Pickering frowned. “Of all the people I might ask to share ownership of a racehorse with, Saxton would be last on my list.”

“Does this mean you prefer Turnbull's company?” Higgins asked in surprise. Jonathon Turnbull was yet another man who owned a share in Doolittle's racehorse.

“Good grief, I'd forgotten about him.” Pickering shook his head. “My word, Doolittle, you chose two of the most scurrilous chaps in London society as partners.”

“And lucky I was to get them.” Doolittle adjusted his brushed top hat. Dressed even finer than Colonel Pickering, he sported a black morning coat, sharply pressed striped trousers, a black waistcoat, white gloves, and a green Ascot tie. His Oxford dress boots fairly gleamed in the June sunlight. No doubt Doolittle's Savile Row tailor bills were impressive.

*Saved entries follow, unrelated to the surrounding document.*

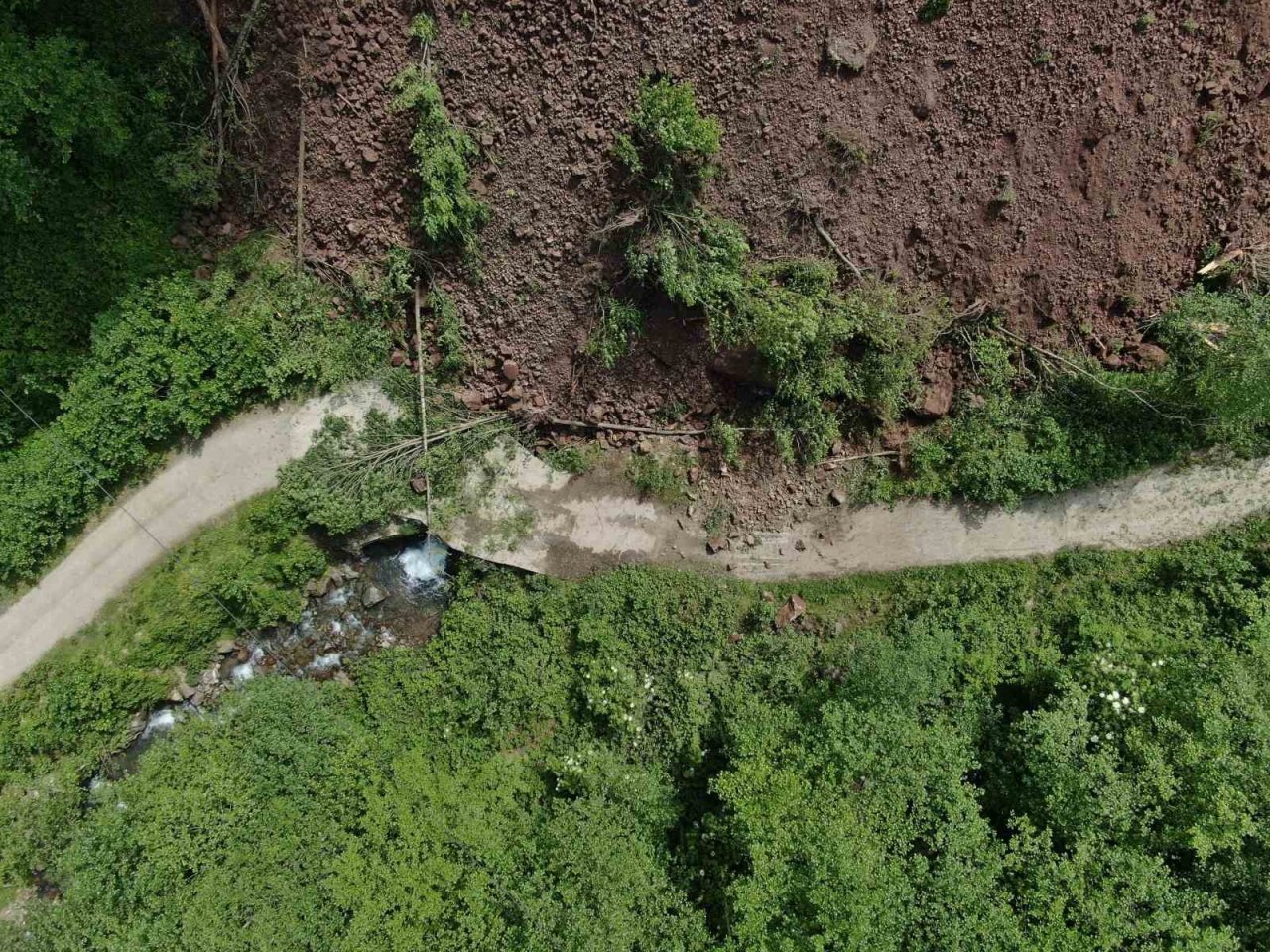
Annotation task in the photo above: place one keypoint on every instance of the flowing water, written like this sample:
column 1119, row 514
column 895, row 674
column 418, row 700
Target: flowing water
column 393, row 595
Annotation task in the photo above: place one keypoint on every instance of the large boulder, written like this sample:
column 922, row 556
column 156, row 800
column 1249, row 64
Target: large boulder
column 849, row 48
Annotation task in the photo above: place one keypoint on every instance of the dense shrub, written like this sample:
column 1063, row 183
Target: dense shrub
column 1075, row 429
column 620, row 322
column 168, row 361
column 671, row 145
column 1065, row 754
column 100, row 148
column 828, row 358
column 445, row 212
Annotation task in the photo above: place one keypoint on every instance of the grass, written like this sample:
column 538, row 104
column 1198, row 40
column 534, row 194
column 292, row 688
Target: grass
column 620, row 324
column 644, row 760
column 575, row 458
column 658, row 476
column 168, row 361
column 933, row 10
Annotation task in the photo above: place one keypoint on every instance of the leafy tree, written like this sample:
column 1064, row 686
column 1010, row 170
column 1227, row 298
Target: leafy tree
column 99, row 109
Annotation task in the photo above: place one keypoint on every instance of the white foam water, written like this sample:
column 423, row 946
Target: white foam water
column 246, row 670
column 425, row 563
column 160, row 720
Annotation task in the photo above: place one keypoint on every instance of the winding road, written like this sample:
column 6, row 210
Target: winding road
column 234, row 462
column 585, row 524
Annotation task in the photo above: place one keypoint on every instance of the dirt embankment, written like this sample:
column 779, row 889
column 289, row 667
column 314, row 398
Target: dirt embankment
column 1064, row 162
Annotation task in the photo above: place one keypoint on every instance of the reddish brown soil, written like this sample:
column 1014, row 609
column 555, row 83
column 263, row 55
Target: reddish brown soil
column 1092, row 121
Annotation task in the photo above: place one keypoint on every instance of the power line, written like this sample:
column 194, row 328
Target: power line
column 109, row 495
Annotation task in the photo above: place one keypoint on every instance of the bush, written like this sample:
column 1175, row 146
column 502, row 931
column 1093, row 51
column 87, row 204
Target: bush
column 166, row 363
column 931, row 10
column 657, row 476
column 449, row 334
column 76, row 702
column 445, row 211
column 671, row 145
column 828, row 358
column 1080, row 429
column 620, row 322
column 1220, row 345
column 100, row 148
column 1060, row 754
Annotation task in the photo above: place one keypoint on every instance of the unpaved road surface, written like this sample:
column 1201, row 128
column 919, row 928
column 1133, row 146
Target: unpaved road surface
column 235, row 462
column 587, row 524
column 592, row 522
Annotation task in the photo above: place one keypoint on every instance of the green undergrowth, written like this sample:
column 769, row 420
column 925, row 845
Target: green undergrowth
column 168, row 359
column 102, row 146
column 76, row 703
column 1011, row 438
column 828, row 358
column 658, row 475
column 447, row 216
column 344, row 481
column 1060, row 754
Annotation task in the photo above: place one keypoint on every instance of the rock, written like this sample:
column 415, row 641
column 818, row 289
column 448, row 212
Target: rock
column 792, row 611
column 742, row 365
column 181, row 692
column 1151, row 357
column 938, row 399
column 849, row 48
column 472, row 400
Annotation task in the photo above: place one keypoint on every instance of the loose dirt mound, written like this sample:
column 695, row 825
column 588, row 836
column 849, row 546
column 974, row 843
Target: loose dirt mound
column 1065, row 162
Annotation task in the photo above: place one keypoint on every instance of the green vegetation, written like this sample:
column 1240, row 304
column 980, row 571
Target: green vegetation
column 76, row 703
column 1207, row 125
column 358, row 475
column 661, row 476
column 671, row 146
column 828, row 358
column 848, row 149
column 1074, row 429
column 576, row 458
column 100, row 108
column 728, row 442
column 167, row 361
column 933, row 9
column 620, row 322
column 445, row 212
column 449, row 334
column 1064, row 756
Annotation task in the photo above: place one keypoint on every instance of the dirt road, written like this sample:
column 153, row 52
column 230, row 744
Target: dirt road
column 235, row 462
column 592, row 522
column 587, row 524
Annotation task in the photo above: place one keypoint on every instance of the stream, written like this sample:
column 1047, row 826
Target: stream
column 394, row 594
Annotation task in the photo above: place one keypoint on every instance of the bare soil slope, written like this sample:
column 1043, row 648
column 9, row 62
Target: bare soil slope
column 1065, row 162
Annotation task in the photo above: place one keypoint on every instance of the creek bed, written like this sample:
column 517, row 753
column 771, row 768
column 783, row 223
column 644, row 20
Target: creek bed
column 393, row 594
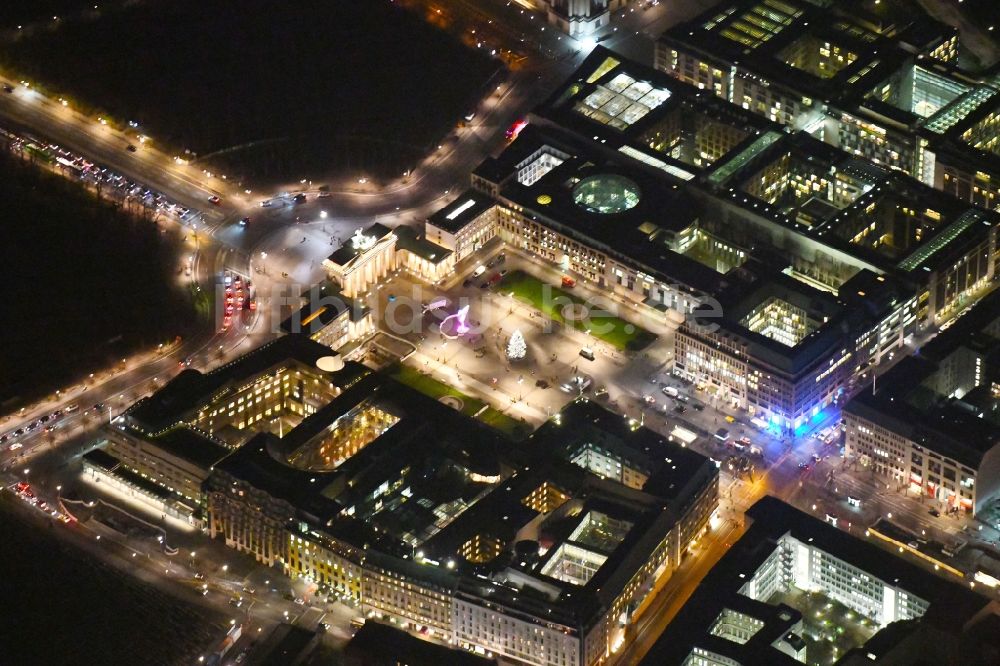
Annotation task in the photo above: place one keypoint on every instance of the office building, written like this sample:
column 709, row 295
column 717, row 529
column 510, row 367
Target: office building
column 880, row 81
column 426, row 519
column 794, row 589
column 931, row 424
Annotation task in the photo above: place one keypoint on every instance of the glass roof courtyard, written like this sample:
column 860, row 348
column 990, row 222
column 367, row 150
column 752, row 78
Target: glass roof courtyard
column 606, row 194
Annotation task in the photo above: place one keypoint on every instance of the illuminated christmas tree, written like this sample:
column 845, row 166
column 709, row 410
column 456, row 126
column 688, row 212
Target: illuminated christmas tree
column 516, row 349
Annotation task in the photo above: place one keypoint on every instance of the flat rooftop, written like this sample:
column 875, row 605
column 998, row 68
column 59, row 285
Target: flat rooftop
column 611, row 205
column 666, row 125
column 790, row 326
column 833, row 198
column 465, row 208
column 907, row 403
column 836, row 53
column 721, row 591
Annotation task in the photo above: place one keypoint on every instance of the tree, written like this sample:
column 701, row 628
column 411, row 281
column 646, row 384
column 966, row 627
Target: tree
column 516, row 349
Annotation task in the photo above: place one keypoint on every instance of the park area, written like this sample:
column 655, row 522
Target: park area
column 89, row 283
column 473, row 407
column 555, row 303
column 265, row 91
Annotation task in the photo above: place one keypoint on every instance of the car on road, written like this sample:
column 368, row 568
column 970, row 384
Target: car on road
column 578, row 383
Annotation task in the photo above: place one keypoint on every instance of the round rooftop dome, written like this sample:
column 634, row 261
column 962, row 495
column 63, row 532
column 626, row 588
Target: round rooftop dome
column 333, row 363
column 606, row 194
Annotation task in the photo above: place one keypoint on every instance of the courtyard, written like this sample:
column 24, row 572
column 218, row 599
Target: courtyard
column 568, row 309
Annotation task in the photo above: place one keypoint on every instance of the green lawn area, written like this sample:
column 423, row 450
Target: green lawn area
column 551, row 300
column 471, row 406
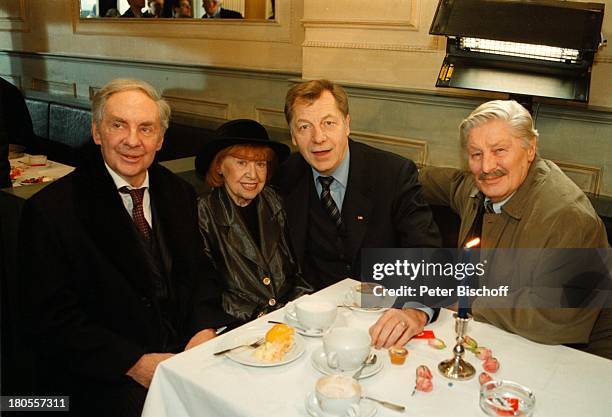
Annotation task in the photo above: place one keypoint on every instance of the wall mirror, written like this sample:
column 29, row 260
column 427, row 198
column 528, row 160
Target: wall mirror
column 261, row 10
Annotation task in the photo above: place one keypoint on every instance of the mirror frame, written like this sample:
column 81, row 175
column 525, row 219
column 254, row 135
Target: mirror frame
column 278, row 30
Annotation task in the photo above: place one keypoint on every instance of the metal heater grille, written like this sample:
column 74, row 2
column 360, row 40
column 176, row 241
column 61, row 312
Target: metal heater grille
column 524, row 50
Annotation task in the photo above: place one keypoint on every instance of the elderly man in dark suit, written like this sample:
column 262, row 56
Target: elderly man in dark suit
column 342, row 196
column 112, row 264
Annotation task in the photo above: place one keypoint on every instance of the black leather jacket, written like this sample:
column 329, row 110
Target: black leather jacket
column 255, row 281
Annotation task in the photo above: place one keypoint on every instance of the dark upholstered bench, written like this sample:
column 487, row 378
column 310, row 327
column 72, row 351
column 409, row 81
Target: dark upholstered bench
column 67, row 122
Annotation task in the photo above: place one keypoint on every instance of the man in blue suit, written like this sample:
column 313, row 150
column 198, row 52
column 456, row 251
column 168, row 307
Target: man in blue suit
column 342, row 196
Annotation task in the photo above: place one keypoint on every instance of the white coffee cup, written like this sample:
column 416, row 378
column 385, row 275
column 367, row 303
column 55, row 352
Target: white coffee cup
column 312, row 314
column 346, row 348
column 338, row 395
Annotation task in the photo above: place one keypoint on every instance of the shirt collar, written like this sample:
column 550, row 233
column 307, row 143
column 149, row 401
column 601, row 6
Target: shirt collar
column 341, row 173
column 497, row 206
column 120, row 182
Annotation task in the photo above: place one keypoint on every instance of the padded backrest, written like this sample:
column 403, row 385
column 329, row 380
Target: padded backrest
column 69, row 125
column 39, row 112
column 181, row 141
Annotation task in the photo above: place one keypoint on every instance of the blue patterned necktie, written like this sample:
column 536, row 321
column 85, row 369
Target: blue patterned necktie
column 328, row 202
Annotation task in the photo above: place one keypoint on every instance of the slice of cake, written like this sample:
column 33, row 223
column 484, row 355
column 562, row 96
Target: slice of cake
column 279, row 340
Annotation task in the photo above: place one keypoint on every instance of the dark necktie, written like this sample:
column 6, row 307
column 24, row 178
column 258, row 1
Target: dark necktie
column 328, row 202
column 137, row 211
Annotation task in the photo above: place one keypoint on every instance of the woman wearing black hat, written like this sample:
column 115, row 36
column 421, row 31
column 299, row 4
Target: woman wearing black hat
column 242, row 221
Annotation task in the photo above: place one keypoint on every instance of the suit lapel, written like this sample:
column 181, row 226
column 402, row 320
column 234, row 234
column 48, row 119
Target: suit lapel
column 269, row 228
column 109, row 225
column 229, row 221
column 357, row 204
column 296, row 203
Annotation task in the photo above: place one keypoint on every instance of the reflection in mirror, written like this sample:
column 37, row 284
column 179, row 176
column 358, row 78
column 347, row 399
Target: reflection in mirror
column 180, row 9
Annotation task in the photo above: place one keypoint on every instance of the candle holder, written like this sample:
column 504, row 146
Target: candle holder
column 456, row 368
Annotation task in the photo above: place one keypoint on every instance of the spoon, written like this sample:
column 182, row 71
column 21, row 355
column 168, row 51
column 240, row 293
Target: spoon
column 370, row 360
column 395, row 407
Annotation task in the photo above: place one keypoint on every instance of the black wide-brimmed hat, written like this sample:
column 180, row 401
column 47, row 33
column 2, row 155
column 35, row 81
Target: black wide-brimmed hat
column 238, row 132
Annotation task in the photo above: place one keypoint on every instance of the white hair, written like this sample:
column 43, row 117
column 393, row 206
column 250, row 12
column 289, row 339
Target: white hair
column 518, row 118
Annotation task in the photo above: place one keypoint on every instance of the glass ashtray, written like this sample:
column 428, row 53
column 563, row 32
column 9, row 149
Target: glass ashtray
column 506, row 398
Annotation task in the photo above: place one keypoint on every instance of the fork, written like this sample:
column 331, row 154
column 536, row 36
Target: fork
column 253, row 345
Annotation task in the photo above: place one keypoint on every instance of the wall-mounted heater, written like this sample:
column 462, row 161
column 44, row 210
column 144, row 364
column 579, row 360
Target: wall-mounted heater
column 542, row 48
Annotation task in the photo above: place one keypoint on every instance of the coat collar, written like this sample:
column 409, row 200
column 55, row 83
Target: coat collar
column 228, row 220
column 515, row 207
column 357, row 204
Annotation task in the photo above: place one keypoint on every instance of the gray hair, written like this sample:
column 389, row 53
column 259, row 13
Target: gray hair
column 518, row 118
column 119, row 85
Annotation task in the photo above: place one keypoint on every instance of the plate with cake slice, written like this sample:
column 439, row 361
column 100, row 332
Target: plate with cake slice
column 281, row 345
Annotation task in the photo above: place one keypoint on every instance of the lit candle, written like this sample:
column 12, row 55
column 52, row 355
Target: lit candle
column 464, row 308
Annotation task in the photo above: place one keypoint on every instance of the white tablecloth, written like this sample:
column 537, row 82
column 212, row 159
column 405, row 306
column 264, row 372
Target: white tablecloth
column 51, row 171
column 566, row 382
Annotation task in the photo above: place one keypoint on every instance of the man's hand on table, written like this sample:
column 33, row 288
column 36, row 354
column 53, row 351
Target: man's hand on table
column 143, row 370
column 397, row 326
column 200, row 337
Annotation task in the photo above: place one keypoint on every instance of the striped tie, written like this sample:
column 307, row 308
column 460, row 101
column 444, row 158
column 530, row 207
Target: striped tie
column 328, row 202
column 137, row 195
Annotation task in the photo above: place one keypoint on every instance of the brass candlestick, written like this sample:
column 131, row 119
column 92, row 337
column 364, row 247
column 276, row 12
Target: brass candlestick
column 456, row 368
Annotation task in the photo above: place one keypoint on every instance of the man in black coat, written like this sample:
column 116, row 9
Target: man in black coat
column 215, row 11
column 112, row 266
column 376, row 199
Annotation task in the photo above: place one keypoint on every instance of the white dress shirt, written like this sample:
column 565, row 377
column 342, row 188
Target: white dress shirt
column 127, row 200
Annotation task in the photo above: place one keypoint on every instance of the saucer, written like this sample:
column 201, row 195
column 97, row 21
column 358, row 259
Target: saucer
column 339, row 322
column 367, row 408
column 320, row 364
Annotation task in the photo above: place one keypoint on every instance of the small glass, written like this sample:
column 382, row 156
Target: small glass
column 506, row 398
column 398, row 355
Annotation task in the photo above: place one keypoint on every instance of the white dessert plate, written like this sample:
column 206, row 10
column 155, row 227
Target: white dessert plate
column 245, row 355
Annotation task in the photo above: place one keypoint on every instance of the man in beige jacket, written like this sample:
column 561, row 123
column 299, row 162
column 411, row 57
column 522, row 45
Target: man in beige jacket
column 531, row 204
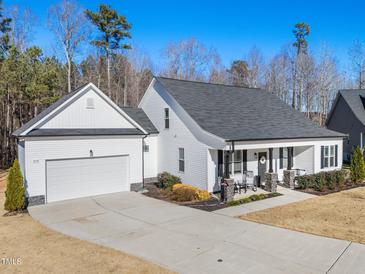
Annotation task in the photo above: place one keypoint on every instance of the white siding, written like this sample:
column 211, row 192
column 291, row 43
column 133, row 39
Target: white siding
column 77, row 115
column 21, row 157
column 303, row 158
column 37, row 150
column 150, row 158
column 170, row 140
column 213, row 184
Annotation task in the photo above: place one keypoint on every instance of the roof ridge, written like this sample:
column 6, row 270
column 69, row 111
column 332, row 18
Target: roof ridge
column 202, row 82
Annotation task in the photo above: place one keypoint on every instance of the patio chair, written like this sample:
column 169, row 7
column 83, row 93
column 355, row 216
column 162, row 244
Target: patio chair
column 249, row 181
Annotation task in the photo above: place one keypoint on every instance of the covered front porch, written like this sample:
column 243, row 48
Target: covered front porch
column 242, row 161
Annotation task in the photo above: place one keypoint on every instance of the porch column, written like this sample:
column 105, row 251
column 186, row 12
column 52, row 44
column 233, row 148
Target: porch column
column 270, row 160
column 289, row 149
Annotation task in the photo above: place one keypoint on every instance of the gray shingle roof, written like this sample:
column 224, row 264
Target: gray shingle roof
column 47, row 111
column 138, row 115
column 353, row 99
column 84, row 131
column 237, row 113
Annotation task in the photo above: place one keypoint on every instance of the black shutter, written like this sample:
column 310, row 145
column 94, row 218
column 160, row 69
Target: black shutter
column 244, row 160
column 220, row 163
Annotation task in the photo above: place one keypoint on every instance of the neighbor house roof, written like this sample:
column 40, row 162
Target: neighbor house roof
column 138, row 115
column 135, row 114
column 355, row 100
column 237, row 113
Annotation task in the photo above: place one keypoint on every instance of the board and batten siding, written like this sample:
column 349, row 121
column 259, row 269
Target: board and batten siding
column 38, row 150
column 170, row 140
column 79, row 115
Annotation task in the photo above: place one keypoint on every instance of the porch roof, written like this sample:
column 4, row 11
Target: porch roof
column 236, row 113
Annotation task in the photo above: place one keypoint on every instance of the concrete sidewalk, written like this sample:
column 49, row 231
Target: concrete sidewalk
column 289, row 196
column 188, row 240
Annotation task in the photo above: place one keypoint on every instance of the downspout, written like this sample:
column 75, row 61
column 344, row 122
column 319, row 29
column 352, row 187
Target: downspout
column 144, row 137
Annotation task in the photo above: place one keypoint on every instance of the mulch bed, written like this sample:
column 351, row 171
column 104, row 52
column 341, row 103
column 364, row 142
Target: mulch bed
column 347, row 185
column 207, row 205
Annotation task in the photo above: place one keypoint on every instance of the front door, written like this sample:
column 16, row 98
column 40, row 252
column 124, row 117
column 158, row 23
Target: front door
column 261, row 169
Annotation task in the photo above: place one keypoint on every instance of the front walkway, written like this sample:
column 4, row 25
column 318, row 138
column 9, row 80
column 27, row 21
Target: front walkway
column 289, row 196
column 188, row 240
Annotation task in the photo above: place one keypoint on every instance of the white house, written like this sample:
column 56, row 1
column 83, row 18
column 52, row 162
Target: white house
column 85, row 145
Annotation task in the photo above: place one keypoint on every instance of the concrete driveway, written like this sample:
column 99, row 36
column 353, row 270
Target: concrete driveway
column 192, row 241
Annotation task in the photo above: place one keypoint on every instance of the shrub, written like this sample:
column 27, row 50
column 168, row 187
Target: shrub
column 167, row 180
column 183, row 193
column 15, row 193
column 357, row 166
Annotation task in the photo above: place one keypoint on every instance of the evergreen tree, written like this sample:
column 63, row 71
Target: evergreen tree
column 15, row 193
column 114, row 28
column 357, row 166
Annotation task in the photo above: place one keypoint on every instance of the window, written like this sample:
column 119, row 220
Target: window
column 146, row 148
column 167, row 118
column 90, row 103
column 237, row 161
column 329, row 156
column 181, row 160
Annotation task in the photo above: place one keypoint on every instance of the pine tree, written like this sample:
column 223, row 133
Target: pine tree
column 114, row 28
column 15, row 193
column 357, row 166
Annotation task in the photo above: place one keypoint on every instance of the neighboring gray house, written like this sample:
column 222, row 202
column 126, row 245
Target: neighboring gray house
column 348, row 116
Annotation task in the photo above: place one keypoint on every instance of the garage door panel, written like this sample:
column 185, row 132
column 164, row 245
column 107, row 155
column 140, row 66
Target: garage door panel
column 74, row 178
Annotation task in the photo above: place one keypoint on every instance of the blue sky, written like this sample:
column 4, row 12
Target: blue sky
column 232, row 27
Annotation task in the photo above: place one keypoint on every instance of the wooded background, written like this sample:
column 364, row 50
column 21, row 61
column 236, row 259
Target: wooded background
column 31, row 81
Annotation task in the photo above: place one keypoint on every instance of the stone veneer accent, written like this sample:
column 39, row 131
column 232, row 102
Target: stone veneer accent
column 35, row 200
column 288, row 179
column 228, row 189
column 271, row 181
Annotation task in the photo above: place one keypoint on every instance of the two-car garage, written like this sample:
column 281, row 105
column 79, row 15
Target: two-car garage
column 81, row 177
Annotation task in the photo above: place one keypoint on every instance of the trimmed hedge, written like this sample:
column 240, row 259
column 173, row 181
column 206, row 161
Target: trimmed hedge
column 252, row 198
column 323, row 180
column 184, row 193
column 167, row 180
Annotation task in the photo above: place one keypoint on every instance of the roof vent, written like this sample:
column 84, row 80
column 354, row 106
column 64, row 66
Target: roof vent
column 90, row 103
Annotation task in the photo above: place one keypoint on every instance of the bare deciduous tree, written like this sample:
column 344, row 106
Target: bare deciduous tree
column 69, row 24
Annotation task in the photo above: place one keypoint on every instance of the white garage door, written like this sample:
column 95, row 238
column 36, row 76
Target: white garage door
column 74, row 178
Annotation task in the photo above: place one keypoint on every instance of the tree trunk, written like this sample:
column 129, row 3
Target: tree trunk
column 69, row 68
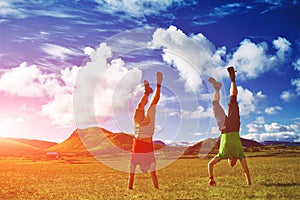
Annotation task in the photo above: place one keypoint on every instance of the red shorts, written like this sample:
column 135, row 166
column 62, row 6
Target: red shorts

Higgins thought it time for a change of subject. “I trust you have been to the stables to see the Donegal Dancer. Does the jockey seem confident of victory?”

“Aye, Professor. Not only do I have the most fleet-footed colt to ever come from the Emerald Isle, there's not a jockey better than Bomber Brody to ride him. A word of advice: get an Irishman to ride an Irish horse. The horses know the difference, they do.” Doolittle had acquired the racehorse only three months ago, but acted as if he were on the Board of Stewards at the Jockey Club. “Anyway, gents, the next race begins in fifteen minutes. You don't want to be watching the most important race by jostling for a place along the track.”

“The King might disagree,” Pickering said. “Prince Palatine defends his title in the Gold Cup, and it's no secret His Majesty favors last year's champion. But Tracery may nose him out.”

“His Majesty is wrong to think the Gold Cup is the race to watch. He ain't seen my Donegal Dancer fly down the course, now has he? Aye, and when he does, I wager he'll want to buy my beauty. But none of us will sell a single hair on his fetlock.”

“That horse has a bewildering number of owners,” Higgins said. “I hardly think another one will matter.”

“I swear, I'd like as sell my darlin' Rose rather than surrender that sweet colt.”

“Alfie! The race is starting soon!” The aforementioned Rose waved from the other side of the paddock. Doolittle's wife looked as fancy as he did, and in their racing colors besides. Higgins's eyes popped at her shamrock green dress and tricorn hat festooned with purple berries. When this was combined with her brassy red hair, Rose made quite the colorful figure.

Doolittle sighed. “Wish you gents would give a few lessons to my Rose. After all, it only took the two of you a few months to turn Eliza into a proper lady. Makes me proud to see her parading about Ascot like a blooming snob. I don't mind telling you, Rose could do with a little polishing.”

Higgins shrugged. “Your wife seems to be doing fine at her first Ascot.”

“Let's go, Alfie!” Rose yelled again. “Get your arse over here.”

“Perhaps a little polishing might be in order,” Higgins added.

“I'd best get moving.” Doolittle gave an exaggerated sniff to the sprig of violets in his lapel. “She don't like to be kept waiting. And you two should get to our private box before the fun begins. Eliza is already there, eating every tea cake in sight. But I'm right offended she didn't wear the Donegal Dancer's racing colors. The least my daughter could do for her old dad is wear the green and purple of our silks.”

Higgins cast another look at the vividly arrayed Rose Doolittle. No reason to tell the man that Eliza was appalled at the idea of putting together a tasteful outfit in green and purple.